Although the exact structure of the Tesla Autopilot is a well-kept secret, it is known that Tesla uses Deep Neural Networks in a so-called HydraNet architecture as the basis for the Autopilot. The smallest networks from the HydraNet family have around 1.2 million parameters and therefore require around 1 MB of hard disk space and a good 52 million (floating point) addition operations for a prediction. They offer an accuracy of only 65% on the popular ImageNet data set. The largest network in the HydraNet family, on the other hand, has around 14 million parameters, which leads to a memory requirement of around 10 MB and demands around 500 million (floating point) addition operations for a single prediction. In return, the prediction accuracy of this model improves to around 75% for object recognition. However, this improvement of around 10 percentage points comes at a high price: The largest model is almost 11 times larger than its smallest brother, which means that we need around 67,200 picojoules more energy per classification.
Operation | Energy [picojoules] | Relative Energy Costs |
8 bit integer ADD | 0.03 | 0.3 |
32 bit integer ADD | 0.1 | 1 |
8 bit integer MULT | 0.2 | 2 |
16 bit float ADD | 0.4 | 4 |
32 bit float ADD | 0.9 | 9 |
16 bit float MULT | 1.1 | 11 |
32 bit integer MULT | 3.1 | 31 |
32 bit float MULT | 3.7 | 37 |
Cache access | 5-50 | 50-500 |
DRAM access | 320-640 | 3200-6400 |
Open research questions on adapting the ML development cycle
The central goal of Resource-aware Machine Learning is therefore to reduce the memory requirements and the number of floating-point operations. To this end, it is possible, for example, to round floating-point numbers to integers, simulate floating-point operations with integers or use models that do not require floating-point numbers at all. The following further research questions arise in relation to the development cycle described in Figure 1:
- Training the model: Can we train a model that has fewer parameters but the same prediction accuracy as the reference model? Can we train a model that does not require floating point operations?
- Readjusting the model: Can we remove parameters from the model without sacrificing prediction quality? Can we adjust the model so that it requires fewer floating-point operations without changing the accuracy?
- Applying the model: For the specific application of the model, what is the optimal implementation for the given hardware? Can we use hardware features such as tensor processing units for a more efficient application?

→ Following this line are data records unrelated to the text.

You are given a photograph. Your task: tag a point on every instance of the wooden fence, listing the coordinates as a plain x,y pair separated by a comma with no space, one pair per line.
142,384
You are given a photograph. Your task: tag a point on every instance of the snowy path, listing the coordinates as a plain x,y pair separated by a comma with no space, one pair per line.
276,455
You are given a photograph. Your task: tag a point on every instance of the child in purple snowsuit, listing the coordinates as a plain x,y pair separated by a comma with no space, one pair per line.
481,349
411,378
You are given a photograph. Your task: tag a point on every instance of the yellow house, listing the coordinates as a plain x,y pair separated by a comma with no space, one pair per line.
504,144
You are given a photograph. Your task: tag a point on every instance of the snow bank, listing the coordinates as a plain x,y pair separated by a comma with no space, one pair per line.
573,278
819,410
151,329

Resource-aware Machine Learning as a key technology for the future
Sustainability will be one of the key challenges in the coming decade. As ML models become more and more widespread in our everyday lives, ML itself is also affected. At first glance, the frequent training of ML models consumes the most energy, but due to the vertical delivery of models to a large number of users, the energy required for model application often exceeds the energy consumption of training many times over. For this reason, the application of models in particular must be optimized. An optimized model application also means that models can usually be executed faster, which leads to overall time savings. Since models are applied over and over again during training and during the exploratory phase of training, improved model application ultimately also has a positive effect on the training of new models. Resource-aware Machine Learning therefore helps both training and model application. Overall, Resource-aware Machine Learning is a key technology for the future that can help reduce the energy consumption of ML models while improving the efficiency of the training process.